Many North American birds migrate south and if the Pampas deer habitat is lost, they are afraid these bird species will also decline. There are approximately 80,000 Pampas deer total, with the majority of them living in Brazil.
The Pampas deer are part of the New World deer, another term for all South American deer species. Fossil records indicate that New World deer traveled to South America from North America as part of the Great American Interchange around 2.5 million years ago, following the formation of the Isthmus of Panama. It is believed that they rapidly evolved into different species, with only a few surviving today.
Pampas deers have tan fur, lighter on their undersides and insides of legs. Their coats do not change with the seasons. They have white spots above their lips and white patches on their throats. Their shoulder height is 60–65 cm (24–26 in) in females and 65–70 cm (26–28 in) in males. Their tails are short and bushy, 10 cm to 15 cm long, and when they run, they lift their tail to reveal a white patch, just like white-tailed deer.
Adult males typically weigh 24–34 kg (53–75 lb), but have been documented up to 40 kg (88 lb), and females typically weigh 22–29 kg (49–64 lb). They are a small species of deer, with relatively little sexual dimorphism.
Males have small, lightweight antlers that are 3-pronged, which go through a yearly cycle of shedding in August or September, with a new grown set by December. The lower front main prong of the antlers is not divided, but the upper prong is. Females have hair whorls that look like tiny antlers stubs. Females and males have different stances during urination.
Males have a strong smell secreted from glands in their back hooves that can be detected up to 1.5 km away.
Courtship behaviour is submissive, such as low stretching, crouching, and turning away.

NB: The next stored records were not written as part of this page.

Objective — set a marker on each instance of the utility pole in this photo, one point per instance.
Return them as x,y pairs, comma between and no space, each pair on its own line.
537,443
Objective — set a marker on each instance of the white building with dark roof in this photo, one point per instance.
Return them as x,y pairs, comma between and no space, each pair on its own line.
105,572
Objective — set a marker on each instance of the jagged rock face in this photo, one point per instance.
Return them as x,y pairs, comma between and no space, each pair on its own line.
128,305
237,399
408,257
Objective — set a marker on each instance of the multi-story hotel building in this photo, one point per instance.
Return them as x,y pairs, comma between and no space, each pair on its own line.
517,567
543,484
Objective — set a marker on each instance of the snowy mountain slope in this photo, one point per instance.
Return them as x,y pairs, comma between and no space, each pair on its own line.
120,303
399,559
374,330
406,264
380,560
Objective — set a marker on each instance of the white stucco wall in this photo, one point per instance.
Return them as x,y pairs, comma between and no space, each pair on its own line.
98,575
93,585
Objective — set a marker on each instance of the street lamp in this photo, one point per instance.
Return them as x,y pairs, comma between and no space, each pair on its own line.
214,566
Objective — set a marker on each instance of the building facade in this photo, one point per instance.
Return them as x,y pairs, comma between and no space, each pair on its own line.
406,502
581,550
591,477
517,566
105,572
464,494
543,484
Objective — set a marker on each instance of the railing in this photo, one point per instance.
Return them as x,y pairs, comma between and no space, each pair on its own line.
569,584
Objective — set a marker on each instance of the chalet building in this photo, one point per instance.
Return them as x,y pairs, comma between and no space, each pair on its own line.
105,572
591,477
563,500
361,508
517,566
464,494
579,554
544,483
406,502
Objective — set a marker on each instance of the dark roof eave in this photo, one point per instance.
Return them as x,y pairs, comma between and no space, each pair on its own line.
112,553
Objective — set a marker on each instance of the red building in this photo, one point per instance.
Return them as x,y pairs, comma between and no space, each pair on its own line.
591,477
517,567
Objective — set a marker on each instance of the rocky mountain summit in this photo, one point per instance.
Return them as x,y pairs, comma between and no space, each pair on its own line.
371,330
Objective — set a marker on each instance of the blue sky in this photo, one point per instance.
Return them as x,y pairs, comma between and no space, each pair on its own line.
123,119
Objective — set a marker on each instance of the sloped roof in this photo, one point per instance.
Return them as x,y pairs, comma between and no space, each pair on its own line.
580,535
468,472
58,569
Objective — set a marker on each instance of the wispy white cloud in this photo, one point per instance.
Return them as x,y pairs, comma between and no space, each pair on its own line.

The male initiates courtship with a low stretch. He makes a soft buzzing sound. He nuzzles the female and may flick his tongue at her, and averts his eyes. He stays near her, and may follow her for a long time, smelling her urine. Sometimes the female responds to courtship by lying on the ground.
Pampas deer do not defend territory or mates, but do have displays of dominance. They show dominance by keeping their heads up and trying to keep their side forward, and use slow, deliberate movements. When bucks are challenging each other, they rub their horns into vegetation and scrape them on the ground. They may urinate into the scrape they’ve made, and sometimes defecate. They rub the scent glands on their heads and faces into plants and objects. They usually do not fight, but just spar with each other, and they do commonly bite.
Pampas deer have been seen eating new green growth, shrubs, and herbs. Most of the plant life they consume grows in moist soils.
The Pampas deer of southern Argentina once were very abundant, but are now considered a threatened species by the IUCN. The IUCN separates the subspecies O. b. celer in southern Argentina as endangered. The diseases that particularly plague O. b. celer are gut parasites and food and mouth diseases. Their overall decline is due in part from hunting and poaching, but also from habitat loss due to agriculture, diseases from domesticated and feral livestock, competition from more recently introduced wildlife, and general over-exploitation.
There is less than one per cent of their natural habitat left that was present in 1900.